Leserbrief

Wo ist die Friedensbewegung?

von Christine Böckmann

"Hat die Friedensbewegung Perspektive(n)?" ist der Schwerpunkt des Heftes überschrieben, der mich ziemlich nachdenklich zurücklässt. Denn die Innenpolitik scheint als Handlungsfeld für die Friedensbewegung nicht zu existieren. Rechtsextremismus, Rassismus, der wachsende Hass auf Flüchtlinge und Muslime, Hogesa, PEGIDA und Ableger, der NSU-Skandal (und v.a. der Ermittlungsskandal) ...  All das findet bei der Friedensbewegung offensichtlich nicht statt. Wo ist die Friedensbewegung bei diesen Themen?

Ich sehe kaum Friedensbewegte bei Tagungen und Vernetzungskonferenzen zu Themen wie Rechtsextremismus und Rassismus und nur sehr wenig überregionale Unterstützung für Proteste gegen Naziaufmärsche. Wo war die Friedensbewegung in den Hochzeiten von PEGIDA? Mit dem "Friedenswinter" beschäftigt?

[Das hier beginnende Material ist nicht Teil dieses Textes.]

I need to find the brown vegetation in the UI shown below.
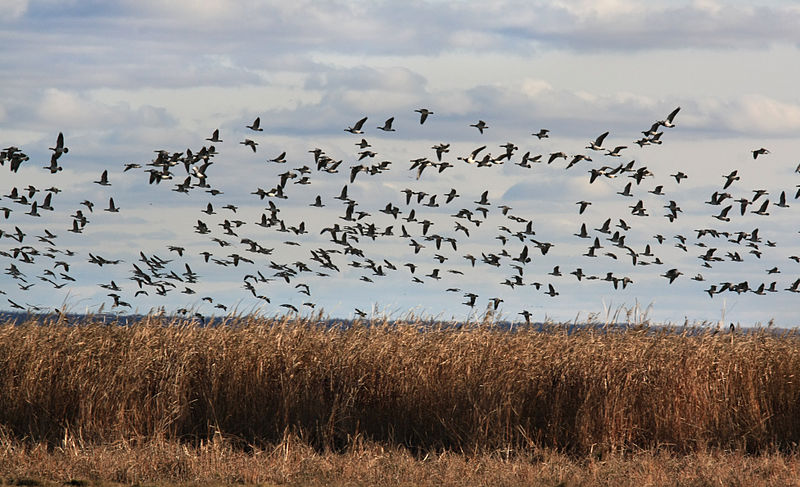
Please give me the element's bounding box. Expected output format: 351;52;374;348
0;316;800;483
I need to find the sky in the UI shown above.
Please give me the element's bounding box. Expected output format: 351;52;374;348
0;0;800;327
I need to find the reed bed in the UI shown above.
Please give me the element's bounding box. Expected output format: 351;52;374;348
0;316;800;456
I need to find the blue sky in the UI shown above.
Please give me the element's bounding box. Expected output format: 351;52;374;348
0;0;800;326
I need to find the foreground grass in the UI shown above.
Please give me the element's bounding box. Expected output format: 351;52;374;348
0;438;800;487
0;317;800;455
0;316;800;485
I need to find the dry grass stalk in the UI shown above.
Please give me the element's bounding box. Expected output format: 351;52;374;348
0;316;800;455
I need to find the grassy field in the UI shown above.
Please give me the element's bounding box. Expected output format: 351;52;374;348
0;316;800;485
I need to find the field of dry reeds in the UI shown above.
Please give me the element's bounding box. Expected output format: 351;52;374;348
0;316;800;484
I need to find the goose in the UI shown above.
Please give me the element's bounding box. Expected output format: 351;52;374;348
344;117;367;134
206;129;222;143
531;129;550;140
247;117;264;132
414;108;433;125
469;120;489;133
95;169;111;186
586;132;608;151
378;117;395;132
103;198;119;213
658;107;681;128
239;139;258;152
49;132;69;155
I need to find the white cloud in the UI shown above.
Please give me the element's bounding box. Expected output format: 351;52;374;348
0;0;28;22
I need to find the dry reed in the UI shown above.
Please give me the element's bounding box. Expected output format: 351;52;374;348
0;316;800;455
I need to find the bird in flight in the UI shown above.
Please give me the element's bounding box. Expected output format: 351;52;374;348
414;108;433;125
344;117;367;134
247;117;264;135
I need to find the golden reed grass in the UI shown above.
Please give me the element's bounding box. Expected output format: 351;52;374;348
0;316;800;455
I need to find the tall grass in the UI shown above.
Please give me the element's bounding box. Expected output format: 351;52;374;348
0;316;800;454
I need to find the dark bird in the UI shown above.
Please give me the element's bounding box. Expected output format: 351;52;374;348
378;117;395;132
103;198;119;213
95;169;111;186
247;117;264;135
206;127;222;142
722;170;740;189
661;269;683;284
658;107;681;128
586;132;608;151
344;117;367;134
469;120;489;133
414;108;433;125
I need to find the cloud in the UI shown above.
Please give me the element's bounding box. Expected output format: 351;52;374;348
0;0;28;22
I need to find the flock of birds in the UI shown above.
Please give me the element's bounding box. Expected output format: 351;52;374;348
0;108;800;322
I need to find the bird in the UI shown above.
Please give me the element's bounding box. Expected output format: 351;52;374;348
95;169;111;186
586;131;608;151
206;129;222;143
469;120;489;133
414;108;433;125
247;117;264;135
344;117;367;134
661;269;683;284
378;117;395;132
103;198;119;213
722;170;740;190
239;139;258;152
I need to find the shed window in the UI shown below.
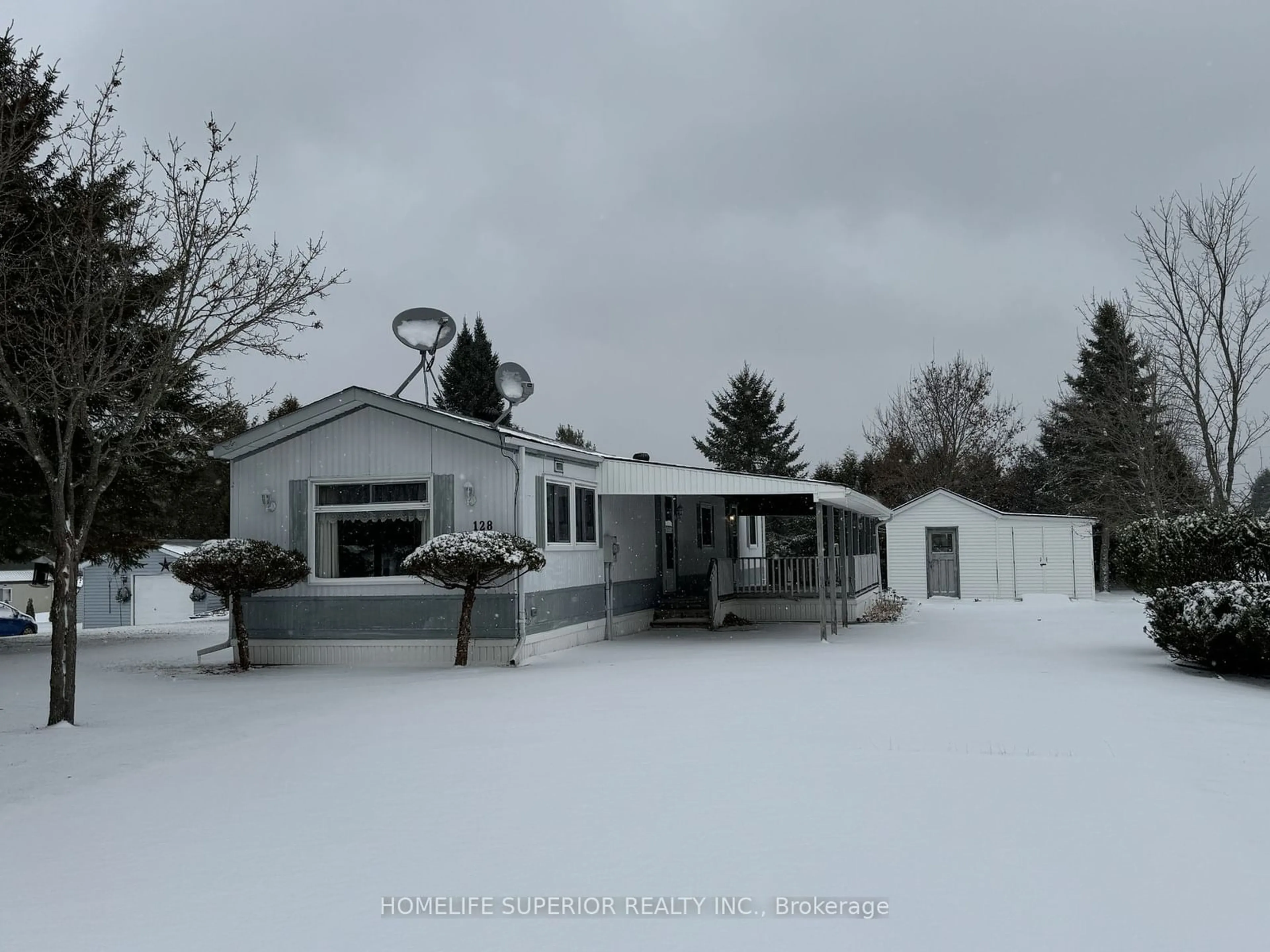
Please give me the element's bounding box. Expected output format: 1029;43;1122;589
547;482;570;543
310;480;432;579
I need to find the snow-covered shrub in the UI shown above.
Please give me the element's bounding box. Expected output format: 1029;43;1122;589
860;591;904;622
171;538;309;670
401;531;547;665
1146;581;1270;675
1116;513;1270;594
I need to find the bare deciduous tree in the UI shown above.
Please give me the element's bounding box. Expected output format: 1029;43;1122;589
865;353;1024;503
0;47;340;724
1131;173;1270;510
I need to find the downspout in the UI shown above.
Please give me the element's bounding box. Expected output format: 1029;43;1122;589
495;424;525;668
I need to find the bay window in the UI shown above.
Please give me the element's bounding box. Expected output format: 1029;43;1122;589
313;480;432;579
544;481;598;546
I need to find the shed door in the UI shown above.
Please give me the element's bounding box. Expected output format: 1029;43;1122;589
926;527;961;598
660;496;679;594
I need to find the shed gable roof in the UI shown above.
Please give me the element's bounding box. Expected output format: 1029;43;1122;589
211;387;602;464
892;486;1097;522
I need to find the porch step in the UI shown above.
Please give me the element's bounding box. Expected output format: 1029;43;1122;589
653;594;710;628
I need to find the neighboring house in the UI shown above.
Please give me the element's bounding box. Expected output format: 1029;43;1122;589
212;387;890;664
0;556;53;615
79;539;224;628
886;489;1095;598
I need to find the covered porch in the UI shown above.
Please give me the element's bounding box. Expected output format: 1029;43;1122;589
601;458;889;633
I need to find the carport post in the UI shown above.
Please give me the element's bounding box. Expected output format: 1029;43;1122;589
824;505;838;635
815;503;829;641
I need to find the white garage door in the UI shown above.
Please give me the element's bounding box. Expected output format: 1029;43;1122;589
132;573;194;624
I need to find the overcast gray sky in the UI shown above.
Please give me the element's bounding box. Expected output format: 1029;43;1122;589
8;0;1270;462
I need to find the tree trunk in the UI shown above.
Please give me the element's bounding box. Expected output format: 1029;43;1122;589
455;585;476;668
230;591;251;671
1099;523;1111;591
48;532;79;726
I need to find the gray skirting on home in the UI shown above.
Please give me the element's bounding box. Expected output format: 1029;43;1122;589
242;594;516;639
242;579;658;640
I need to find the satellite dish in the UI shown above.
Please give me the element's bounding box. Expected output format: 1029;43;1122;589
494;361;533;406
393;307;458;354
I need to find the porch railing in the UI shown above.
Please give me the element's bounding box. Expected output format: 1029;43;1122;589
733;555;881;598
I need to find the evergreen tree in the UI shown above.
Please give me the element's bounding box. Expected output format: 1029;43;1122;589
1040;301;1204;591
692;363;806;479
264;393;302;423
812;449;875;496
556;423;596;449
437;315;512;424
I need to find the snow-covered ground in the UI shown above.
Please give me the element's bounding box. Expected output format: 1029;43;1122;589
0;598;1270;952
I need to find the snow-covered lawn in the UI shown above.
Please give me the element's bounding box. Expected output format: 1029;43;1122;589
0;598;1270;952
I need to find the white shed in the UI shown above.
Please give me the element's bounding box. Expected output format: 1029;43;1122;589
886;489;1095;598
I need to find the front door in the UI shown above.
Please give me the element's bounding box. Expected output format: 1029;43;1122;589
926;528;961;598
662;496;678;591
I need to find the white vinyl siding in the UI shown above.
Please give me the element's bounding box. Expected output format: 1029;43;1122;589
886;493;1093;599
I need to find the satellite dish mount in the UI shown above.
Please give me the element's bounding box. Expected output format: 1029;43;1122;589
393;307;458;406
494;361;533;426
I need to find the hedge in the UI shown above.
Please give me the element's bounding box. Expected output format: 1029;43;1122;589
1146;581;1270;677
1115;513;1270;594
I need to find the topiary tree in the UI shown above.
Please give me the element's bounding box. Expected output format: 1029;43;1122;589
171;538;309;671
401;531;547;666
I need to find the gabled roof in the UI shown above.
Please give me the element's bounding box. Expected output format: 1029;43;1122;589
211;387;602;464
892;486;1097;522
211;387;890;518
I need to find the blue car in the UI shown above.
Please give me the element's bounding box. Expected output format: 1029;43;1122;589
0;602;39;637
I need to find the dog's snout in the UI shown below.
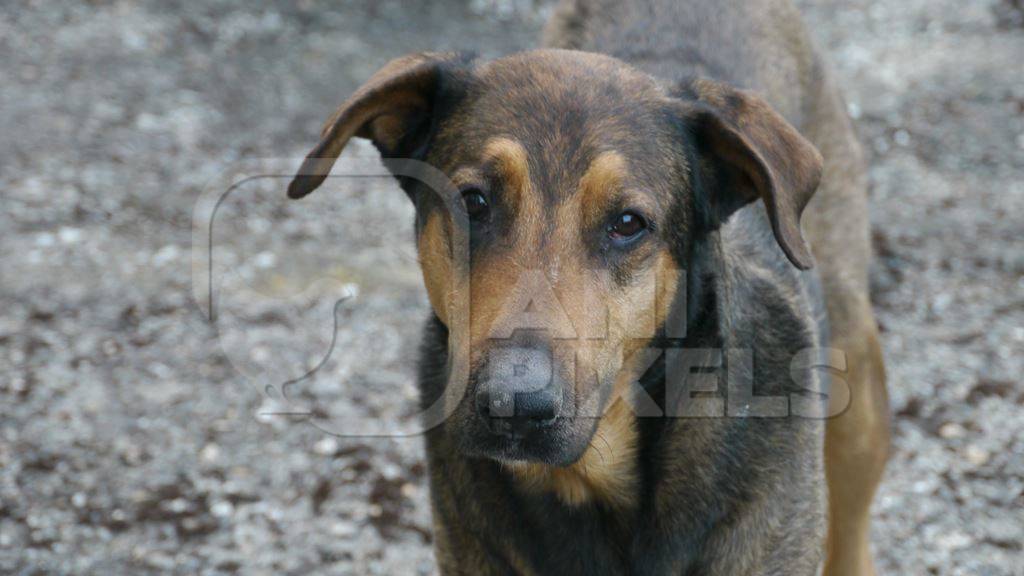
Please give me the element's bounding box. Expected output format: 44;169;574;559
475;347;563;438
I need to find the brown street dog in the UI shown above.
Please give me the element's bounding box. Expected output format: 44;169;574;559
289;0;889;576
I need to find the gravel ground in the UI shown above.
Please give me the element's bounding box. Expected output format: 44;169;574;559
0;0;1024;575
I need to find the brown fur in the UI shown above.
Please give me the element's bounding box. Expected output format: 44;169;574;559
290;0;888;576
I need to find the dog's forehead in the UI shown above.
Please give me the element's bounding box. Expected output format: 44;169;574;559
440;50;666;193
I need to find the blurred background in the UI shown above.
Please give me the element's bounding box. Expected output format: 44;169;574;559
0;0;1024;575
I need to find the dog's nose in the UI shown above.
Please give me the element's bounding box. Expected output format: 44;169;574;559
476;347;563;438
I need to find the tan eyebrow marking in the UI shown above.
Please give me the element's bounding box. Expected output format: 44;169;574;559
483;137;544;246
578;151;629;228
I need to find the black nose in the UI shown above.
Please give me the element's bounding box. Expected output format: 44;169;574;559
476;347;562;438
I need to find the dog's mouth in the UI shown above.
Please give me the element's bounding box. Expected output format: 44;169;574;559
463;409;596;466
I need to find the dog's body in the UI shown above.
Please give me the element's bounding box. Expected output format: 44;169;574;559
290;0;888;576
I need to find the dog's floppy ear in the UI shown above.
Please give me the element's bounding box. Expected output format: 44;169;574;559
681;79;822;270
288;52;470;198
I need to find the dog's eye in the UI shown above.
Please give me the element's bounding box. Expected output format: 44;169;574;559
608;212;647;241
462;188;490;222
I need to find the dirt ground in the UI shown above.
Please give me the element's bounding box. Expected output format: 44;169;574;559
0;0;1024;575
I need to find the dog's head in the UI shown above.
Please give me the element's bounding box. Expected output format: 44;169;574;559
289;50;821;465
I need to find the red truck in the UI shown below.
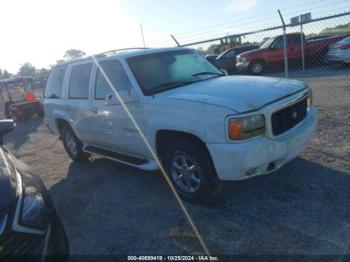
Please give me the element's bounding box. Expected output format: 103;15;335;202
236;33;347;75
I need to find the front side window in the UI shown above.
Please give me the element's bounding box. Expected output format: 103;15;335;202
69;64;92;99
44;67;66;99
127;50;222;95
95;60;132;99
225;50;236;58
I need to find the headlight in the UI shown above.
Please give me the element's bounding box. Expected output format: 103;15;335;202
229;115;265;140
20;186;48;230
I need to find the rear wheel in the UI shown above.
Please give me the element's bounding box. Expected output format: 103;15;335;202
61;126;90;162
249;60;265;75
164;139;222;203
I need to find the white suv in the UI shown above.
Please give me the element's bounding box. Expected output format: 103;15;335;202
44;48;317;201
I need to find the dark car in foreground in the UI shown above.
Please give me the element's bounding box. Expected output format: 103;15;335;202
205;54;219;63
0;120;68;261
209;45;259;75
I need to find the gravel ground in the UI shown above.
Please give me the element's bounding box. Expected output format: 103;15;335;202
6;74;350;255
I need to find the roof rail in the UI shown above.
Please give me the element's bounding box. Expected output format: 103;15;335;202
54;47;149;67
93;47;149;57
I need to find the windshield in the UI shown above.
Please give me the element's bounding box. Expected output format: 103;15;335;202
127;50;222;95
260;38;275;49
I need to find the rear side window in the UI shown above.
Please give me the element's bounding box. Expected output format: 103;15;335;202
95;60;132;99
69;64;92;99
44;67;66;99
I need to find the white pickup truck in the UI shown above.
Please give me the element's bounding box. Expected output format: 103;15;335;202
44;48;317;201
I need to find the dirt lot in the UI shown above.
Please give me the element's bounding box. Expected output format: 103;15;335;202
6;71;350;255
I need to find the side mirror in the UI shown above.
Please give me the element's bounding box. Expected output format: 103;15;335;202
0;119;16;145
105;90;137;106
220;68;228;76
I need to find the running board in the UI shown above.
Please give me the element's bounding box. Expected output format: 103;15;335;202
83;145;159;171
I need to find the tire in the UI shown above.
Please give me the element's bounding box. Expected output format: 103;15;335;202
61;126;90;162
163;139;222;204
249;60;265;75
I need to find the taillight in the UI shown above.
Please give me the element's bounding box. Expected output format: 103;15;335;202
339;44;350;50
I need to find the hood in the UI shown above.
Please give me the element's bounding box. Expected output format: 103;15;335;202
159;76;307;113
0;148;16;212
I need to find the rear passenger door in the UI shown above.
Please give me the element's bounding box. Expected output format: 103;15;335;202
65;62;93;142
44;66;67;132
90;59;147;156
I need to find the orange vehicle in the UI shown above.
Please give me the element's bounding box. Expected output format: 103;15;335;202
0;77;44;121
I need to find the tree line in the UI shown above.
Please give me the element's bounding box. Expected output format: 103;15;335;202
0;49;86;88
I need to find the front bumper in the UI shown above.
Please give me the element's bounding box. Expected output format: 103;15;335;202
236;62;249;73
207;108;317;181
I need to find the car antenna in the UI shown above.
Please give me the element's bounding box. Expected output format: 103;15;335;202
171;35;181;47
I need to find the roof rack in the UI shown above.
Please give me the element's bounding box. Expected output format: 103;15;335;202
0;76;33;84
54;47;149;67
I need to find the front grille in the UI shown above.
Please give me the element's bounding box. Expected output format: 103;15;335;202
271;98;307;136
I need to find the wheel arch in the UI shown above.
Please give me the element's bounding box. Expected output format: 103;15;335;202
55;118;74;136
155;129;212;161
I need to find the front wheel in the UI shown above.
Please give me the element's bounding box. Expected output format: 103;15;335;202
61;126;90;162
164;139;222;203
249;61;265;75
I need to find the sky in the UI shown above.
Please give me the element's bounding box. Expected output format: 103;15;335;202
0;0;350;74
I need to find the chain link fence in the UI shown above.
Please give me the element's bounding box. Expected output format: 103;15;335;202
162;12;350;78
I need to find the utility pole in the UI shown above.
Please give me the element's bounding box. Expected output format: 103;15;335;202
278;9;288;78
140;24;146;48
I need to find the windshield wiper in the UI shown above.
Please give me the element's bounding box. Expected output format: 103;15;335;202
192;71;224;76
151;80;200;93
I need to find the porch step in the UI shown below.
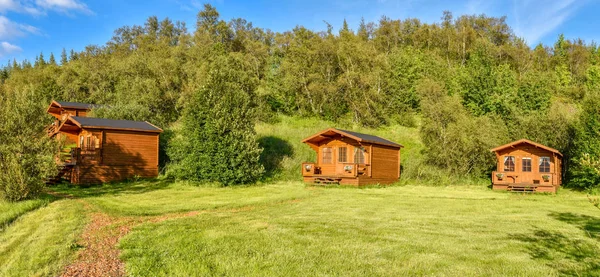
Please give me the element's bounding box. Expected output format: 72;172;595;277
313;177;342;185
46;164;74;185
506;184;538;192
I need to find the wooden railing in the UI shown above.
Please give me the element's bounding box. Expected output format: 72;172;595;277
492;171;559;186
71;148;102;165
46;120;60;137
301;162;371;177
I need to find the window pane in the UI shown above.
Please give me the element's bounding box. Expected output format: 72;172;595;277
540;157;550;172
338;147;348;163
323;147;333;164
504;156;515;171
523;158;531;172
354;147;365;164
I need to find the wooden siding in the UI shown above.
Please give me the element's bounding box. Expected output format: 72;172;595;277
371;145;400;182
494;144;561;185
71;165;158;184
102;130;158;167
317;136;369;176
491;143;562;192
303;135;400;186
72;129;159;184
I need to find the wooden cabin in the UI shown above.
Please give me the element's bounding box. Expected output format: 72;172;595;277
46;100;101;142
302;128;403;186
491;139;563;193
49;101;162;184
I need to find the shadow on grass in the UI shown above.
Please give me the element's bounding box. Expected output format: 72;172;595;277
550;213;600;239
258;136;294;179
51;179;173;198
512;213;600;276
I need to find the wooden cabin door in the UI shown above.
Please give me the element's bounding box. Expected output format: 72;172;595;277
333;146;349;175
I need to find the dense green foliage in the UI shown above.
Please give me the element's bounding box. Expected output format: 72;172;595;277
0;90;58;201
169;53;263;185
570;94;600;187
0;5;600;187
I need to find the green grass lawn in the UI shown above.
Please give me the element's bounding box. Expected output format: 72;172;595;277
0;181;600;276
116;183;600;276
0;116;600;276
0;197;86;276
0;198;49;229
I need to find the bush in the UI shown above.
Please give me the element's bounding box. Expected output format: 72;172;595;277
0;89;58;201
168;52;264;185
417;80;508;177
568;93;600;188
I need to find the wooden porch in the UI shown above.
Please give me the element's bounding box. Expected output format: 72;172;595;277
302;162;371;186
492;171;560;193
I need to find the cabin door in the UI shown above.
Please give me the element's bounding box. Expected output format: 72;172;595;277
333;146;348;175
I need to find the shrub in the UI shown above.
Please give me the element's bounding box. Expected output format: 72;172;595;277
0;89;58;201
168;52;264;185
568;93;600;188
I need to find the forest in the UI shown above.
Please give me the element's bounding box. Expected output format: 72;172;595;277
0;4;600;199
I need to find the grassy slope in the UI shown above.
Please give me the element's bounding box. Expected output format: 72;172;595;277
121;182;600;276
256;116;489;186
0;197;85;276
0;198;49;229
0;114;600;276
256;116;423;180
56;181;309;216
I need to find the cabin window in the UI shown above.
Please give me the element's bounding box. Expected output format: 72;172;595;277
523;158;531;172
354;147;365;164
322;147;333;164
540;157;550;172
504;156;515;171
79;135;100;151
338;147;348;163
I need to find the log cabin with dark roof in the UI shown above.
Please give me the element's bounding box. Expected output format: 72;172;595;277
302;128;403;186
491;139;563;193
48;101;163;184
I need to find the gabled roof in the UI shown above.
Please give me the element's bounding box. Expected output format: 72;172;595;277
491;139;562;156
302;128;404;148
51;100;101;110
61;116;163;133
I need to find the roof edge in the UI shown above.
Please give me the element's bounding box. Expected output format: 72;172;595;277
63;115;164;134
490;139;563;157
302;128;404;149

Zusätzlich wird häufig in der Friedensbewegung, so auch jetzt an manchen Stellen in dem Heft, das Problem mit dem Gegensatz "Faschismus" versus "Antifaschismus" gleichgesetzt.

In der Auseinandersetzung mit der Kritik am "Friedenswinter" z.B. wurde der Problemkomplex oft auf die Frage reduziert, ob bestimmte Personen "AntifaschistInnen" oder "Nazis" seien. Doch diese Verkürzung nimmt nicht zur Kenntnis, dass die sog. menschenfeindlichen Einstellungen nicht nur bei Nazis / Neonazis / RechtsextremistInnen zu finden sind, sondern auch in der sog. "Mitte der Gesellschaft", also auch in unseren eigenen Reihen zu finden sind. Sie können auch z.B. problemlos mit einem Engagement gegen Atomwaffen oder für den Frieden einhergehen. Darum reicht es für eine Abgrenzung nach rechts eben nicht aus zu sagen, man habe in den eigenen Reihen keine Nazis und sei selbst antifaschistisch.

Die Friedensbewegung will neue (jüngere) Zielgruppen erreichen und neue Medien nutzen? Dann hoffe ich, dass Friedensbewegte und Gewaltfreie demnächst präsenter sein werden in den Foren und Kommentarspalten der Sozialen Netzwerke. Wenn dort die Hasstrolle, Neonazis und RassistInnen ihr Unwesen treiben und Stimmung machen, fehlen oft die gewaltfreien Gegenstimmen, die die Menschenrechte verteidigen.

Frieden ist nur zusammen mit Gerechtigkeit und der Einhaltung der Menschenrechte vorstellbar. Wenn Friedensbewegung die Missachtung der Menschenwürde in Gruppen, Netzwerken und Texten negiert, schließt sie Menschen aus, denen die Achtung der Menschenwürde wichtig ist, und sie schließt v.a. diejenigen aus, die davon betroffen sind und so abermals marginalisiert werden. Nur wer gegen Rassismus, Menschenfeindlichkeit und Diskriminierung einschreitet (und dies auch in den eigenen Reihen), kann glaubwürdig für den Frieden streiten.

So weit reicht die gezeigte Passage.